吴岩沉默良久,终于开口:“……我梦见祠堂那晚,火很大。她站在门里,对我说‘跑’。我没听。我冲进去想拉她……可门关上了。我砸门,喊她,可火舌卷出来,烧了我的手。”
他缓缓卷起左手袖子,露出腕间一道扭曲的暗红疤痕,像被烙铁烫过三次。
“这是‘血契反噬’。吴家引魂术,需以亲缘之血为契。我那时不懂,用她的生辰八字强行施术,想把她拉出来……结果,咒力反冲,门彻底封死。”
“可她说,是她自己选的。”
“可如果……”吴岩声音微颤,“如果那晚我没有试图施法,门会不会开?如果我不执着于救她,她是不是……就能安然离去?”
赵无眠听得头皮发麻,下意识摸了摸脖子:“所以你娘不是死于血咒,而是死于……你的救?”
没人回答。
只有窗外的风,吹动了晾着的一件青色旧衣——那是苏挽云前两天收进柜子的,和吴母生前穿的那件,一模一样。
几天后,生活似乎回归平静。
赵无眠回了乡下“闭关”,说要翻祖传的《阴符秘录》查“血契逆转”之法,顺便给他那不靠谱的爹烧点真香。

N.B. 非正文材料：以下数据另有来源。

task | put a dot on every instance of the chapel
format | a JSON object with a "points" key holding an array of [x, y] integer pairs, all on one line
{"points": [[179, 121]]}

吴岩照常接单——替人看宅、驱小煞、超度游魂。活儿都不大,却一件没推。
苏挽云则接了个新兼职,在市图书馆整理古籍档案。那栋楼是民国老建筑,红砖拱门,爬满藤蔓,据说曾是教会女子学堂。
“怪安静的。”她第一天上班时对同事说。
“当然安静,”老管理员推了推眼镜,“八十年代,有个女老师在这儿上吊了。从那以后,三楼西翼的档案室,晚上没人敢去。”
苏挽云笑了笑,没接话,只在登记簿上写下自己的名字。
那天傍晚,她整理到一箱未编号的旧教案,泛黄的纸页间,夹着一张黑白照片——一群穿旗袍的女学生站在廊下,中间一位年轻女教师,眉眼温柔,长发垂肩。
她心头一跳。
照片背面,有一行小字,墨迹已淡:“静之吾妻,来世若逢,勿再执灯。”
落款:吴承业。
苏挽云盯着那张照片,手指微微发凉。
“吴承业”三个字像根细针,轻轻扎进她太阳穴。她当然知道这是谁——吴岩他爸,那个在族谱上被墨笔一圈划掉名字的男人。
“静之”……是他妈。
可这照片,怎么会出现在这?民国时期的教案,藏在一所普通中学的废弃档案室?还偏偏被她翻出来?
她正出神,手机“嗡”地一震。
来电显示:赵半仙(别挂)
她叹了口气,接通:“有事说事,别装神弄鬼。”
电话那头传来赵无眠油滑的声音,背景音嘈杂,像是在菜市场:“哎哟苏小姐,救命啊!我在西郊公墓门口被一群大妈围住了,非说我能通阴阳,要我给她们看看祖坟风水!我哪懂这些啊,我那是吹牛!快让吴岩来救我!”
苏挽云翻了个白眼:“你自己惹的祸,找他干嘛?”
“哎,我这不是为你好嘛!”赵无眠压低声音,“我刚从一个老道姑那儿收了批民国丹符残卷,听说跟‘灯引咒’有关——就是那种能让人自愿赴死的阴门术!我正想打听吴岩他妈的事,结果那道姑一听说姓吴,脸都绿了,直接把我轰出来!”
苏挽云心头一紧,攥紧了手机。
灯引咒……执灯……
她低头看向照片背面那句“勿再执灯”。
“你……把东西带回来了吗?”她问。
“带了带了!就在我包里!可我现在出不了这菜市场啊,这些大妈已经开始讨论让我给她们家狗看八字了!”赵无眠哀嚎,“吴岩呢?让他来!他往那一站,阴气一冒,自然就没人敢靠近了!”
苏挽云无奈:“他在家,刚扫完墓回来,说要静一静。”
“静个屁!他娘的照片都被人藏进教案里了,还静?”赵无眠突然脱口而出。
苏挽云猛地抬头:“你……你怎么知道?”
电话那头沉默两秒,赵无眠干笑:“咳……我路过档案室,看你鬼鬼祟祟翻东西,就瞄了一眼……那照片……吴岩看了吗?”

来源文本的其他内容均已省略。